Wyżąć, ale wyrznąć
W polszczyźnie występują obok siebie dwa podobne brzmieniowo czasowniki: wyżąć i wyrznąć. Warto zapamiętać, co dokładnie oznaczają, jakie przyjmują formy osobowe i jak się je zapisuje, łatwo bowiem o popełnienie błędu.
Czasownik wyżąć ma podwójną definicję: 1. ‘wycisnąć wodę z czegoś mokrego’, 2. ‘skosić coś’ (np. zboże).
Z jednej więc strony mówimy i piszemy wyżąć bieliznę, wyżąć gąbkę, wyżąć wodę z przemoczonej koszuli, z drugiej – wyżąć łan pszenicy, wyżąć trawę (np. kosą, sierpem).
Warto jednak mieć na uwadze to, że ta sama forma bezokolicznika ( wyżąć) występuje wyłącznie wtedy, gdy mowa o czasowniku dokonanym. Kiedy chcemy utworzyć jego odpowiednik niedokonany, wówczas w znaczeniu ‘wyciskać’ wchodzi w grę słowo wyżymać, a w znaczeniu ‘wycinać kosą’ – wyżynać.
Również w czasie przyszłym pojawiają się odmienne formy osobowe (pierwsze zawierają przyrostek - m-, drugie przyrostek - n-). Mówi się: wyżmę, wyżmiesz, wyżmie, wyżmiemy, wyżmiecie, wyżmą (np. bieliznę), ale: wyżnę, wyżniesz, wyżnę, wyżniemy, wyżniecie, wyżną (np. zboże).
W czasie teraźniejszym i w trybie rozkazującym dzieje się podobnie ( wyżymam, wyżymamy, wyżmij, wyżmijcie bieliznę oraz wyżynam, wyżynamy, wyżnij, wyżnijcie zboże).
Jeśli chodzi o czas przeszły, różnic nie ma ( wyżął mokry podkoszulek, wyżęła mokrą koszulkę oraz wyżął zboże, wyżęła zboże).
Z czasownikiem wyrznąć (‘ zrobić w czymś zagłębienie, otwór ostrym narzędziem, wyciąć coś z całości’) jest prościej.

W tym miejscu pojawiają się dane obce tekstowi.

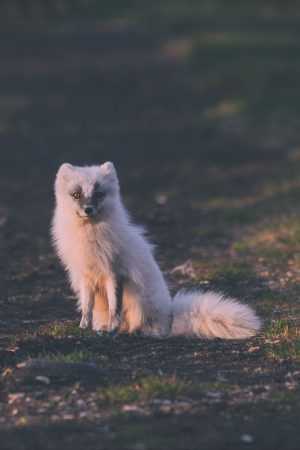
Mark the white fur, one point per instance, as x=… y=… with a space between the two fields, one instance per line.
x=97 y=252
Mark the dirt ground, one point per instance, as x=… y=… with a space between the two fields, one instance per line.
x=203 y=129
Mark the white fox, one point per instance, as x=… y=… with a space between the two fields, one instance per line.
x=101 y=250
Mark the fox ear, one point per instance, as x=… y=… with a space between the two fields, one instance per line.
x=108 y=168
x=65 y=171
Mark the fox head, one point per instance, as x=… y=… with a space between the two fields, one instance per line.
x=87 y=192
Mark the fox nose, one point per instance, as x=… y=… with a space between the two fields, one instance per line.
x=89 y=210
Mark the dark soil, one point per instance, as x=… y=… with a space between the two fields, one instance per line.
x=217 y=186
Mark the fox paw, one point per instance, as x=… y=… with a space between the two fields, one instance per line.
x=113 y=324
x=85 y=322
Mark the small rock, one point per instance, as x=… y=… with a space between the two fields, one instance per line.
x=42 y=379
x=161 y=199
x=247 y=438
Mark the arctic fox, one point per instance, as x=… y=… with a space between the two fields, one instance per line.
x=102 y=250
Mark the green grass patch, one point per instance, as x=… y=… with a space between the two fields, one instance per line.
x=284 y=340
x=63 y=330
x=145 y=389
x=234 y=273
x=150 y=388
x=77 y=356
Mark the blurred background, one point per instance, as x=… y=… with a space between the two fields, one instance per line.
x=196 y=102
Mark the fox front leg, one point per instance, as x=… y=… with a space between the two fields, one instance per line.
x=114 y=298
x=86 y=306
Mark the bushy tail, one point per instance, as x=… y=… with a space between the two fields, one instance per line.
x=210 y=315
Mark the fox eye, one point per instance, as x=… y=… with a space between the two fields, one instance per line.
x=76 y=195
x=99 y=194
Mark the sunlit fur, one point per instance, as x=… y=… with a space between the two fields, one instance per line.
x=97 y=251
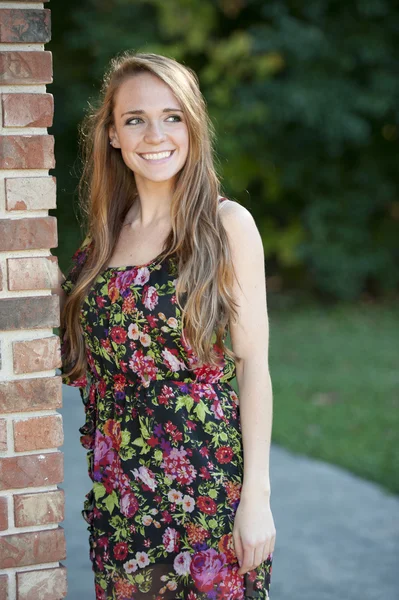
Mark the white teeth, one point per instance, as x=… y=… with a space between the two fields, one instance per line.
x=156 y=156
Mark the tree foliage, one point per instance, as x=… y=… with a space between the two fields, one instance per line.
x=304 y=97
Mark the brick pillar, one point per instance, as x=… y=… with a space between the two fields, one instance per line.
x=31 y=505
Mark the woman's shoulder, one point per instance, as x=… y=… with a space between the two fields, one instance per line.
x=238 y=222
x=232 y=210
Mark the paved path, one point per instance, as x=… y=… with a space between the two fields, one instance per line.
x=337 y=535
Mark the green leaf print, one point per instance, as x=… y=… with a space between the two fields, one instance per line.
x=111 y=501
x=184 y=401
x=143 y=428
x=201 y=410
x=99 y=490
x=138 y=442
x=158 y=455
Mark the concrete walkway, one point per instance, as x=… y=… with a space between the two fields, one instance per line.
x=337 y=535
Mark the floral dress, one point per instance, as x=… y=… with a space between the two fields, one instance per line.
x=164 y=446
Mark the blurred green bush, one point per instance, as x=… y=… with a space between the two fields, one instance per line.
x=304 y=97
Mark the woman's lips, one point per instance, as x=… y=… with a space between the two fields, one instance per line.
x=157 y=161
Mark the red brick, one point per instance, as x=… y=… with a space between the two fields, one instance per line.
x=30 y=193
x=32 y=548
x=38 y=433
x=37 y=355
x=25 y=67
x=43 y=584
x=25 y=25
x=27 y=110
x=3 y=513
x=28 y=234
x=39 y=393
x=4 y=587
x=3 y=435
x=29 y=312
x=32 y=151
x=38 y=273
x=41 y=508
x=31 y=470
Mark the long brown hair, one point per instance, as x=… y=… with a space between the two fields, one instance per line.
x=197 y=239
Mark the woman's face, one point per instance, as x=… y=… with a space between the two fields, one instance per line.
x=145 y=126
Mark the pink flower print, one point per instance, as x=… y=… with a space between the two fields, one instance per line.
x=145 y=339
x=224 y=454
x=170 y=540
x=172 y=322
x=130 y=566
x=102 y=446
x=128 y=504
x=207 y=569
x=142 y=276
x=175 y=496
x=142 y=559
x=144 y=366
x=217 y=410
x=188 y=503
x=150 y=297
x=125 y=279
x=182 y=563
x=171 y=360
x=178 y=467
x=133 y=331
x=146 y=476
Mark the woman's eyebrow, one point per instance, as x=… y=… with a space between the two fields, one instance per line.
x=142 y=112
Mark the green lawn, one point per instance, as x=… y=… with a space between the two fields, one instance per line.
x=335 y=376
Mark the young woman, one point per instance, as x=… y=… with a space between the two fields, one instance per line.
x=180 y=503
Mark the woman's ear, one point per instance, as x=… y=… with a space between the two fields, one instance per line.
x=113 y=138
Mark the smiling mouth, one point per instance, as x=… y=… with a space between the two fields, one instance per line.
x=157 y=156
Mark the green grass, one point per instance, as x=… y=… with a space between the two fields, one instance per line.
x=335 y=376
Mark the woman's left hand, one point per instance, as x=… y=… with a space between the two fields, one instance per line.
x=254 y=533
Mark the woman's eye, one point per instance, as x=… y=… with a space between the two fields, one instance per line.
x=138 y=119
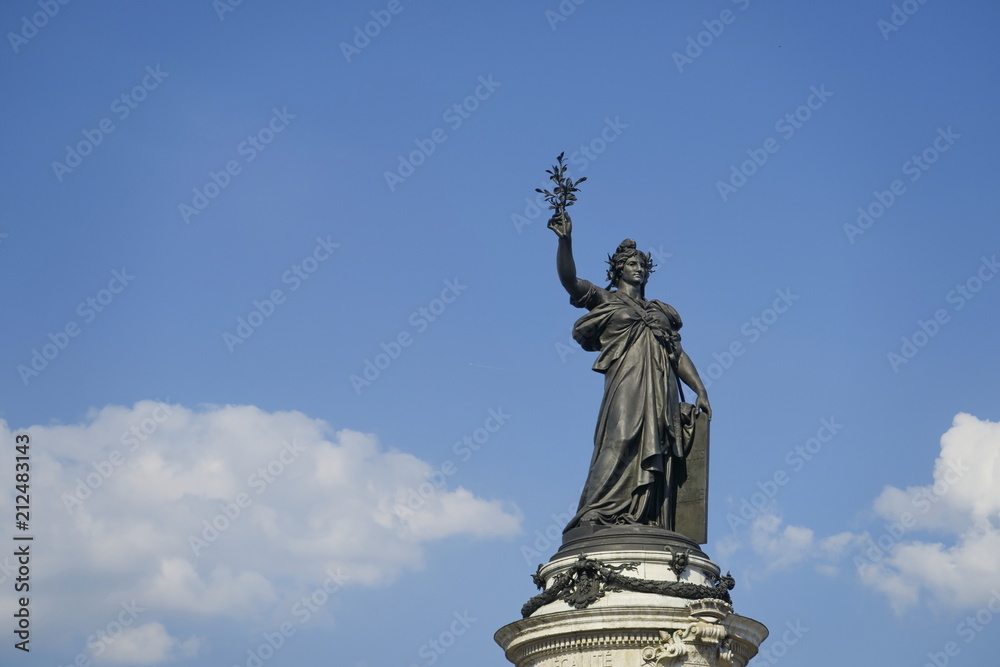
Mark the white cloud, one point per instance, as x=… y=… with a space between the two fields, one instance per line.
x=147 y=644
x=960 y=507
x=962 y=504
x=224 y=511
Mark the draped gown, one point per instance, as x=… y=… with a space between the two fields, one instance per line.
x=637 y=454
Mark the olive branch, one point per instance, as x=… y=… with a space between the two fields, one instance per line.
x=562 y=195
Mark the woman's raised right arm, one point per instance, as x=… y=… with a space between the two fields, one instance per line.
x=565 y=266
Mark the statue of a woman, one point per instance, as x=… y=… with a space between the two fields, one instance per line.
x=637 y=444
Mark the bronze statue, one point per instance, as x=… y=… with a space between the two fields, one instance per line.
x=639 y=447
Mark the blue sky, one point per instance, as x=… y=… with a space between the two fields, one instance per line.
x=220 y=217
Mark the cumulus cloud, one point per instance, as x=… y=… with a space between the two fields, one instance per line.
x=147 y=644
x=961 y=506
x=781 y=546
x=224 y=511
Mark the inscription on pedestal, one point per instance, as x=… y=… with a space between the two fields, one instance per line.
x=594 y=659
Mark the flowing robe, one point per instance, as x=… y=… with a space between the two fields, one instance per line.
x=637 y=450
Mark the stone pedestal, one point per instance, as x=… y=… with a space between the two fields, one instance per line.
x=630 y=596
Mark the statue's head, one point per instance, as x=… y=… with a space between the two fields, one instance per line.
x=618 y=264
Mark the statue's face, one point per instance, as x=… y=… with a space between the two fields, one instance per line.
x=634 y=272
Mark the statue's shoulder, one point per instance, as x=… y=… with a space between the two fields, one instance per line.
x=671 y=313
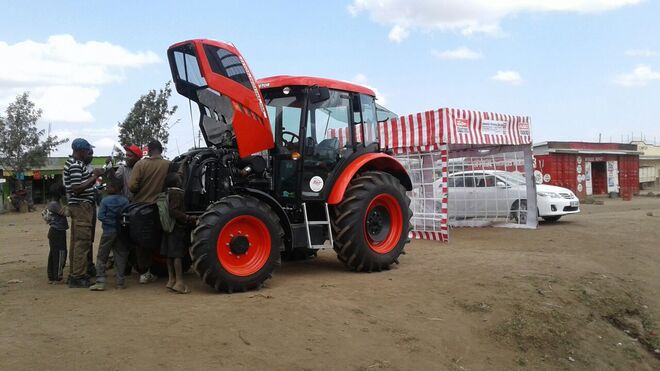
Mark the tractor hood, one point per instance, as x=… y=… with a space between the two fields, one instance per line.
x=215 y=76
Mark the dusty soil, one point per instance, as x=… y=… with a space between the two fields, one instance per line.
x=583 y=293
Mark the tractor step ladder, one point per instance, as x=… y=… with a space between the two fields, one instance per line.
x=318 y=222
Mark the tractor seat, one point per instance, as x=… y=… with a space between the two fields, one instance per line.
x=327 y=149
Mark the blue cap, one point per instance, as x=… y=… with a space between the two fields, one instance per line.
x=80 y=144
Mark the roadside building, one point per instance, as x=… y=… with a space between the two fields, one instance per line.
x=649 y=164
x=37 y=181
x=588 y=169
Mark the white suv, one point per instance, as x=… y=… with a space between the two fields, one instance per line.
x=496 y=193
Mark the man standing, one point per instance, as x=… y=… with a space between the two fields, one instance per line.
x=146 y=182
x=123 y=173
x=79 y=183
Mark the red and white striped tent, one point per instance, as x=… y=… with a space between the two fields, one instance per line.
x=444 y=130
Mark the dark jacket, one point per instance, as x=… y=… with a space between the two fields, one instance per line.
x=148 y=178
x=111 y=207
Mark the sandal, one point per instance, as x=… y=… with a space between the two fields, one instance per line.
x=181 y=289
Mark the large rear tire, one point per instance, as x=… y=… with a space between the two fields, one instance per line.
x=372 y=222
x=237 y=244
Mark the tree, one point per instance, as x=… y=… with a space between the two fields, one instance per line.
x=20 y=145
x=148 y=119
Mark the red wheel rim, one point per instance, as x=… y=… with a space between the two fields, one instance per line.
x=382 y=223
x=247 y=232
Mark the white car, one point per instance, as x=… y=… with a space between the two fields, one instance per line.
x=502 y=194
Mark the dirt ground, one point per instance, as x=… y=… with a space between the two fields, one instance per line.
x=583 y=293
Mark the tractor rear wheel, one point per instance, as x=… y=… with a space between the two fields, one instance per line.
x=237 y=244
x=372 y=223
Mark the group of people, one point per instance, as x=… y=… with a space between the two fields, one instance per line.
x=139 y=180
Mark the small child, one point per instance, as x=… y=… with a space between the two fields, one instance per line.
x=56 y=218
x=173 y=244
x=109 y=211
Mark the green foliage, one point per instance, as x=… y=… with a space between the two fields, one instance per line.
x=148 y=119
x=20 y=144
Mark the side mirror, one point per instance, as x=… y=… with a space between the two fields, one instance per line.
x=318 y=94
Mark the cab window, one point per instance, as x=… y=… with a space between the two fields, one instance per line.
x=327 y=127
x=365 y=119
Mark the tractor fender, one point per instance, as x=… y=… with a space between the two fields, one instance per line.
x=370 y=161
x=277 y=208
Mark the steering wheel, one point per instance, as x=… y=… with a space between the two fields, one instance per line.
x=294 y=138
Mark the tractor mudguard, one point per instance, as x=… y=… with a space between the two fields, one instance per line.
x=369 y=161
x=277 y=208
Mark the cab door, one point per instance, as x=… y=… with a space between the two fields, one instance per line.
x=326 y=140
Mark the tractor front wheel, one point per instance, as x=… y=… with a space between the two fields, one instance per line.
x=237 y=244
x=372 y=223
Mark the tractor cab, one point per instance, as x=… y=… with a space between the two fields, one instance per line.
x=319 y=125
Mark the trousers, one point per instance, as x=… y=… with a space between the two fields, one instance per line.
x=56 y=253
x=81 y=238
x=111 y=242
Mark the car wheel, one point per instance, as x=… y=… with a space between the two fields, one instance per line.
x=518 y=212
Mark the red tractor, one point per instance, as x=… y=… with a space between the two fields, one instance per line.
x=292 y=165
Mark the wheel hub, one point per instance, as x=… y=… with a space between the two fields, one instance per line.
x=239 y=245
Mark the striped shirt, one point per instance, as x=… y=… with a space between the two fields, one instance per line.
x=75 y=173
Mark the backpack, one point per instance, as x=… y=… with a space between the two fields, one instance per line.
x=166 y=220
x=46 y=215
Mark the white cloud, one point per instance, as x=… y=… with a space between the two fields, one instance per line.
x=509 y=77
x=641 y=76
x=459 y=53
x=64 y=75
x=642 y=53
x=361 y=79
x=467 y=16
x=398 y=34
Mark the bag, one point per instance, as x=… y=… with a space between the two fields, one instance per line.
x=140 y=225
x=46 y=215
x=166 y=220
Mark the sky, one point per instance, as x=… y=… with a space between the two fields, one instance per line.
x=579 y=68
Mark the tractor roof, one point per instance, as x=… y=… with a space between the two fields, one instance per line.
x=284 y=80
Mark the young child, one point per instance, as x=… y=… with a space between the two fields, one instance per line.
x=109 y=210
x=56 y=218
x=173 y=244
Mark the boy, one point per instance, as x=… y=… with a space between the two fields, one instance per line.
x=173 y=244
x=109 y=211
x=56 y=218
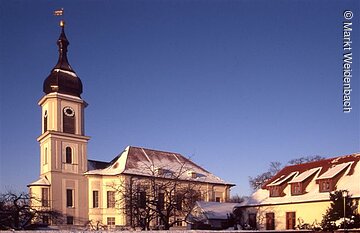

Ponieważ już w bezokoliczniku występuje - n-, nie robi się zwykle błędów w formach osobowych czasu przyszłego i trybu rozkazującego. Mówi się wyrznę dziurę w desce oraz wyrznij dziurę w desce.
Zamiast wyrznąć można również powiedzieć wyrżnąć. Jest to słowo poprawne, a nawet częstsze.